On 18 May 2015 at 20:25, Mike Stump <mikest...@comcast.net> wrote:
> On May 18, 2015, at 8:01 AM, Alan Lawrence <alan.lawre...@arm.com> wrote:
>> Simulators such as qemu report the presence of fork (it's in glibc) but 
>> generally do not support synchronization primitives between threads, so any 
>> tests using fork are unreliable.
>
> Hum, I have a simulator (binutils/sim) that has fork.  All those tests pass 
> for me.

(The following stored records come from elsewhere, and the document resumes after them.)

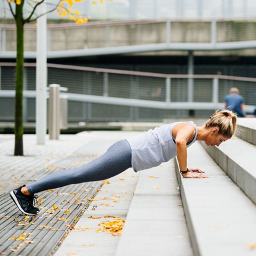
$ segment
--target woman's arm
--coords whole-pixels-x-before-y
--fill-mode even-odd
[[[176,134],[176,150],[180,171],[187,170],[187,143],[193,138],[195,134],[195,129],[190,125],[185,125]],[[200,169],[189,169],[186,173],[182,173],[184,178],[208,178],[207,176],[202,174],[204,172]],[[197,173],[193,173],[197,172]]]

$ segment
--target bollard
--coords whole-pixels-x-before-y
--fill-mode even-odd
[[[49,87],[49,134],[50,140],[59,140],[60,86],[52,84]]]

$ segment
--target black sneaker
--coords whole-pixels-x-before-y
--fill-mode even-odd
[[[26,187],[23,185],[10,193],[10,196],[16,204],[18,208],[25,214],[36,215],[39,212],[39,209],[34,207],[35,201],[37,202],[38,196],[26,196],[21,192],[21,188]]]

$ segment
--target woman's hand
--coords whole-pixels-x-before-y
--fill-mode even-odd
[[[186,173],[181,174],[184,178],[209,178],[208,176],[202,174],[204,171],[198,168],[189,168]]]

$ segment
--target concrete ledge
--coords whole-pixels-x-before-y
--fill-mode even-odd
[[[236,135],[256,145],[256,118],[238,118]]]
[[[173,161],[140,172],[116,256],[192,256]]]
[[[256,235],[255,204],[199,143],[188,148],[188,167],[200,168],[209,179],[184,179],[175,162],[194,256],[253,253],[249,244]]]
[[[233,137],[220,147],[201,143],[210,156],[256,204],[256,146]]]

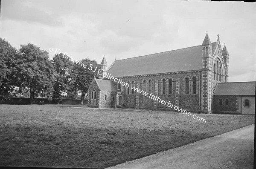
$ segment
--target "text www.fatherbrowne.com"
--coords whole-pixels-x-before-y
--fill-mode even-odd
[[[58,48],[56,49],[56,50],[55,51],[55,52],[54,53],[55,54],[56,54],[56,52],[59,52],[58,51],[58,49],[60,50],[59,49],[58,49]],[[50,48],[49,49],[49,51],[50,52],[52,52],[52,50],[53,50],[53,49],[52,48]],[[59,54],[60,54],[60,53],[58,52],[58,54],[59,55]],[[81,66],[82,66],[84,68],[86,68],[86,67],[87,66],[87,65],[86,65],[86,64],[84,63],[81,61],[77,61],[77,60],[75,60],[74,59],[67,56],[67,52],[66,52],[64,53],[64,54],[62,56],[62,57],[64,59],[67,59],[69,57],[70,57],[69,59],[70,61],[73,61],[74,63],[76,63],[76,64],[78,63],[79,65],[80,64],[80,63],[81,63]],[[96,68],[95,68],[95,69],[94,70],[94,69],[93,69],[93,67],[94,67],[94,66],[92,64],[90,64],[90,67],[88,68],[88,70],[92,71],[93,72],[95,72],[96,71],[96,70],[97,70],[97,67],[96,67]],[[101,70],[102,71],[103,70],[103,69],[99,69],[98,71],[98,73],[100,75],[102,75],[102,77],[103,78],[109,79],[110,79],[111,80],[113,80],[115,82],[120,83],[122,86],[125,86],[125,87],[126,87],[127,88],[129,87],[129,86],[130,86],[130,84],[129,83],[127,83],[122,81],[122,79],[120,79],[120,78],[119,78],[118,79],[117,78],[114,77],[113,76],[111,76],[111,74],[110,74],[109,73],[108,73],[108,74],[107,74],[107,73],[106,73],[105,72],[105,73],[104,73],[103,74],[101,74],[102,72],[101,71]],[[184,114],[186,114],[186,115],[187,115],[188,116],[191,117],[192,118],[193,118],[193,119],[196,119],[198,121],[200,121],[200,122],[201,122],[202,123],[204,122],[205,124],[206,123],[206,120],[204,119],[204,118],[202,118],[199,116],[197,116],[197,115],[192,115],[191,112],[188,112],[186,110],[183,109],[182,109],[180,108],[180,107],[178,107],[177,106],[175,106],[174,104],[172,104],[172,103],[170,103],[169,101],[167,102],[167,101],[165,101],[163,100],[161,100],[160,98],[159,98],[159,96],[156,96],[154,95],[152,95],[152,94],[153,94],[153,93],[151,93],[149,94],[149,93],[147,92],[144,92],[143,90],[141,90],[140,89],[138,89],[137,87],[135,88],[135,86],[133,86],[131,85],[131,89],[132,90],[133,90],[135,92],[137,92],[137,93],[140,93],[140,94],[142,93],[143,95],[144,95],[145,96],[146,96],[149,98],[150,98],[151,99],[152,99],[155,101],[159,101],[159,103],[161,104],[164,104],[165,105],[166,105],[167,104],[167,106],[168,106],[169,107],[171,107],[171,108],[172,108],[173,107],[173,109],[175,110],[178,110],[178,112],[183,113]],[[148,94],[149,94],[149,95],[148,96]]]
[[[115,82],[119,83],[122,86],[124,86],[125,87],[127,87],[127,88],[129,87],[130,84],[129,83],[125,83],[125,82],[122,82],[122,79],[120,80],[120,79],[119,79],[119,80],[117,81],[117,80],[118,80],[117,78],[115,78],[111,76],[111,74],[110,74],[109,73],[108,73],[108,74],[107,74],[107,73],[104,73],[102,74],[102,77],[106,78],[106,79],[109,79],[111,80],[113,80],[113,81]],[[115,80],[116,80],[116,81]],[[183,114],[186,114],[186,115],[187,115],[188,116],[191,117],[194,119],[196,119],[196,120],[198,121],[200,121],[200,122],[201,122],[202,123],[204,122],[205,124],[206,123],[206,119],[204,119],[204,118],[202,118],[202,117],[200,117],[200,116],[197,116],[197,115],[192,115],[191,112],[188,112],[186,110],[183,109],[181,108],[180,108],[180,107],[178,107],[177,106],[175,106],[174,104],[172,104],[172,103],[170,103],[170,101],[167,102],[167,101],[165,101],[163,100],[161,100],[159,97],[159,96],[156,96],[154,95],[152,95],[153,93],[151,93],[149,94],[149,93],[148,93],[147,92],[144,92],[143,90],[141,90],[140,89],[138,89],[137,87],[135,88],[135,86],[133,86],[131,85],[131,89],[132,90],[133,90],[135,92],[137,92],[137,93],[140,93],[140,94],[142,94],[143,95],[144,95],[145,96],[147,96],[148,97],[150,98],[151,99],[152,99],[155,101],[158,101],[161,104],[164,104],[165,105],[166,105],[166,104],[167,104],[167,106],[168,106],[169,107],[171,107],[171,108],[173,108],[173,109],[175,110],[177,110],[178,112],[183,113]],[[149,96],[148,96],[148,94],[149,94]]]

They seem to be reliable for me.  I didn’t do anything special as I 
> recall.  ?

Thanks for having a look at this problem.
I thought about this a while ago, and was wondering whether the guard
shouldn't be "are we using qemu?". Indeed as Mike, other simulators
might support fork and threads quite well.

>
> I did add enough libc (aka newlib) to bootstrap gcc, which maybe is slightly 
> more than some do, but, existence of additional libraries shouldn’t change it 
> much.  To the extent it does, it should be easy to notice any extra required 
> libraries directly.
>
> If a qmu bug or design deficiency, do you have a pointer to the reported bug 
> or the design where they talk about tit.
I believe qemu broken support for threads is a well-known issue.

For instance: 
https://lists.gnu.org/archive/html/qemu-devel/2013-03/msg02156.html

> Remember, the point of the test suite is to find bugs to be fixed.  Papering 
> over bugs by turning it off, is fine, but, we should have named bug reports 
> that when fixed, cause us to go back and turn back on those that were turned 
> off.
>
>> This patch disables the subset of such tests that identify themselves using 
>> dg-require-fork.
>>
>> At present, such tests are limited to (a) gcc.dg/torture/ftrapv-1.c. and (b) 
>> some tests in the 27_io section of the libstdc++ testsuite, listed below. 
>> Further patches can add dg-require-fork to the many other tests that call 
>> fork().
>>
>> Cross-tested on aarch64-none-linux-gnu using qemu, with these tests becoming 
>> UNSUPPORTED:
>>
>> (gcc)
>> gcc.dg/torture/ftrapv-1.c
>
> So, I reviewed this test case.  What about it doesn’t work?  Kinda simple and 
> small, easy to understand.
>
>> Is this patch OK for trunk?
>
> No.  Let’s talk about it before turning off a to of test cases.